Apropos des marionettes

A propos de la scène des marionnettes dans le film


Plusieurs personnes se sont dites gênées par la scène des marionnettes dans le film. Certaines y ont vu une manipulation de la part du marionnettiste : Nidal al-Khatib serait un agitateur d’enfants, un semeur de violence, etc… Et le Nouvel Observateur, dans un article très orienté politiquement, en conclut tout bonnement que mon film « ne fait qu’ajouter la haine à la haine et la terreur à la terreur » !

Ces réactions sont heureusement très minoritaires. Tous les grands journaux français (en dehors du Nouvel Observateur) ont noté au contraire la sérénité de mon propos. Aucun n’y a vu de la haine et encore moins de l’incitation à la haine, mais plutôt, comme dans tous mes films, une célébration de la vie.

La scène de la mort du grand père elle-même, si on la considère du point de vue de ses effets sur les enfants, est également tournée vers la vie. Il n’y a pas d’écolier en Palestine qui n’ait été personnellement témoin d’une scène de violence extrême. Ils ont vu leurs pères et leurs oncles arrêtés, ligotés, aveuglés, battus. Chacun a eu au moins un camarade ou un membre de sa famille tué. Les Palestiniens sont entièrement soumis à une superpuissance contre laquelle ils ne peuvent rien. Cette situation terrifiante, que les adultes eux-mêmes ont souvent du mal à supporter, plonge beaucoup d’enfants dans une terreur incontrôlable. Les marionnettes ne sont pas une « solution » bien sûr, mais elles permettent du moins, le temps d’une représentation, de porter les choses sur un plan symbolique. C’est-à-dire sur un plan où les choses peuvent être contrôlées. Où tout est jeux de mots et où les actes ne sont plus qu’un jeu. Où ce n’est plus le soldat qui tue vraiment, mais une marionnette-soldat qui « tue » une autre marionnette. Où l’institutrice peut parler plus haut que la marionnette. Et où tout finit bien : le petit héros (Botto) n’est jamais tué et, dans certaines versions de la pièce, Sido (le grand-père) ressuscite à la fin.

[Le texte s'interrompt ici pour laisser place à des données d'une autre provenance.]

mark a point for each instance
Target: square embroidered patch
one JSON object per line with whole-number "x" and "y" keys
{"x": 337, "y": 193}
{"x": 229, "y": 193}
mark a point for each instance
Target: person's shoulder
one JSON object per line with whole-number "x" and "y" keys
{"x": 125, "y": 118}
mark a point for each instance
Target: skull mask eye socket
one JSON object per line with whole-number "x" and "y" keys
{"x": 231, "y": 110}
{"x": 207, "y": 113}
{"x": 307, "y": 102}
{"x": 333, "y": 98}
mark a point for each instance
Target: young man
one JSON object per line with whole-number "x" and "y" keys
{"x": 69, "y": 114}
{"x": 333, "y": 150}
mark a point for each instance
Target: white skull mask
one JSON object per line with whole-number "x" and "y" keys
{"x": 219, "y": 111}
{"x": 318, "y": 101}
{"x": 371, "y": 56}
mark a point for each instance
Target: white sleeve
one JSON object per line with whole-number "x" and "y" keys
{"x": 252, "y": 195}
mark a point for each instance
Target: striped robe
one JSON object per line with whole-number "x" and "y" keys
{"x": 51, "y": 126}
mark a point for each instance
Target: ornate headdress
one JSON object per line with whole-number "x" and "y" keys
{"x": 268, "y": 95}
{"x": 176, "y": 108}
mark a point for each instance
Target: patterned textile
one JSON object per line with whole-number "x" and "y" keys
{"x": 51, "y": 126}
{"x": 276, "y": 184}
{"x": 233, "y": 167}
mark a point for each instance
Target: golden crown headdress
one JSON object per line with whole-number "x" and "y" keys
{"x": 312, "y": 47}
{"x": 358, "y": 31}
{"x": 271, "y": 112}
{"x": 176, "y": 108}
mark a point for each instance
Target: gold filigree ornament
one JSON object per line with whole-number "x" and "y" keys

Retrouver (une certaine) confiance dans la vie, dans la puissance des parents et des maîtres pour vous protéger et vous guider, ne me semble pas de nature à susciter le désespoir et la violence qui l’accompagne parfois, bien au contraire.
A moins que le discours des maîtres ne soit idéologiquement orienté vers cette forme de violence. Mais ce n’est pas le cas ici. Il n’y a aucun « barbu » dans la pièce, ni religieux, ni politique (extrémiste).
Nidal al-Khatib est ce qu’on appelle un militant laïc modéré.

Sans doute sa pièce a-t-elle une coloration nationaliste (eh oui, les Palestiniens réclament un état à côté de l’état d’Israël), mais elle reste une pièce pour enfants, centrée sur un petit garçon comme les autres, qui dit et fait beaucoup de bêtises, qui est triste de la mort de son grand-père, mais ne perd pas confiance.

La haine et la violence que le Nouvel Observateur et certains spectateurs ont vues dans les marionnettes de Nidal (et par suite, dans mon film tout entier) ne leur cachent-elles pas une autre violence qu’ils ne veulent pas voir ?
Comme l’écrivait Amira Hass à l’époque où je tournais ce film (voir son article sur la page de « Réminiscences d’un voyage en Palestine ») : « Ils ne voient pas l’Occupation ».
N’est-ce pas cela, au fond, qui gêne ici : que l’occupation israélienne et sa violence quotidienne soit si visible ?

L’article du Nouvel Observateur se termine, naturellement, sur une accusation d’antisémitisme. La marionnette que Nidal fabrique à la fin du film serait une caricature du Juif, tel qu’on le représentait « vers 1936, du côté de Berlin ».
A ce compte-là, Yasser Arafat serait antisémite par son physique même ! Oublierait-on que les Palestiniens sont des sémites comme les Juifs et vice versa ?
Le juge représenté par Nidal est un « méchant », non pas parce qu’il est juif, mais par sa fonction.
Là encore, curieusement, la scène du procès permet à certains de ne pas voir la violence réelle de ces procédures de « détention administrative », par lesquelles Israël arrête sans jugement et envoie des milliers de Palestiniens dans le camp de concentration d’Ansar III (dans le sud du Néguev) ou dans des prisons qui ne valent pas mieux.